Diese Berichte stimmen gut mit dem überein, was man über frühere Kontakte zwischen Inuit und britischen Arktisexpeditionen weiß. Die Inuit bildeten eine friedliebende Gesellschaft. Zu Angriffen auf britische Mannschaften kam es äußerst selten. Wenn doch, dann gingen sie von solchen Inuit aus, die zuvor bereits Feindseligkeiten von auf dem kanadischen Festland lebenden First-Nations-Gruppen erfahren hatten. In der Tat hätte die britische Öffentlichkeit allen Grund gehabt, den Inuit zu danken, denn ohne sie hätte sie noch sehr viel weniger vom Schicksal der Franklin-Expedition erfahren, als es ohnehin schon der Fall war.
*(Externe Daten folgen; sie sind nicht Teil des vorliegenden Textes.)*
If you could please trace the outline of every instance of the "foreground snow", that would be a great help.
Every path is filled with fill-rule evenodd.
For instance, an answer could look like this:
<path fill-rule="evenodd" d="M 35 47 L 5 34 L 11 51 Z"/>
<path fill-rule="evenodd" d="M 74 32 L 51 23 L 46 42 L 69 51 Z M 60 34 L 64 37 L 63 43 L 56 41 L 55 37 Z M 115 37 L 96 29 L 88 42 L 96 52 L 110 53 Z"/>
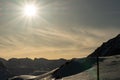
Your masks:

Auch die materiellen Hinterlassenschaften der Verschollenen, die später von Leopold McClintock (1848) und Frederick Schwatka (1878) gefunden wurden, konnten oft nur lokalisiert werden, weil ihr Standort zuvor von Inuit beschrieben worden war.

Aber es war das Zeitalter des Imperialismus, und natürlich kam es ganz anders. Schnell verbreiteten sich Gerüchte, die Expedition sei von Inuit angegriffen und niedergemetzelt worden. Die Persönlichkeit von Gewicht, die diese Gerüchte befeuerte wie niemand sonst, war ausgerechnet Charles Dickens. 1854 schrieb er mit »The Lost Arctic Voyagers« einen ganz im Ton gelehrter Weltweisheit gehaltenen Essay:
[N]o man can, with any show of reason, undertake to affirm that this sad remnant of Franklin’s gallant band were not set upon and slain by the Esquimaux themselves. It is impossible to form an estimate of the character of any race of savages, from the deferential behaviour to the white man when he is strong. The mistake has been made again and again; and the moment the white man has appeared in the new aspect of being weaker than the savage, the savage has changed and sprung upon him. [...] We believe every savage to be in his heart covetous, treacherous, and cruel; and we have yet to learn what knowledge the white man — lost, houseless, shipless, apparently forgotten by his race, plainly famine-stricken, weak, frozen, helpless, and dying — has of the gentleness of Esquimaux nature.
Im gleichen Jahr, 1854, unternahm ein Angestellter der Hudson’s Bay Company namens John Rae eine Forschungsreise auf der Boothia-Halbinsel in der Arktis. Er erhielt dort von einigen Inuit Auskunft über weiße Männer, die auf King William Island (einer vor der Westküste Boothias gelegenen Insel) verhungert seien. Rae erkannte, dass es sich um die wenige Jahre zuvor verschollene Franklin-Expedition handeln musste, und versuchte so viel wie möglich über die verhungerten Weißen in Erfahrung zu bringen. Außerdem kaufte er den Inuit einige Gegenstände ab, die zur Ausrüstung der Expedition gehört hatten. Was er nicht tat: sich selber auf King William Island zu begeben, um die traurigen Überreste des Unternehmens selbst in Augenschein zu nehmen. Rae war mit Schneeschuhen unterwegs. Hätte er beschlossen, die Insel zu besuchen, wäre das eine äußerst gefährliche und strapaziöse Reise gewesen, die ihn mitten ins Herz des arktischen Archipels geführt hätte.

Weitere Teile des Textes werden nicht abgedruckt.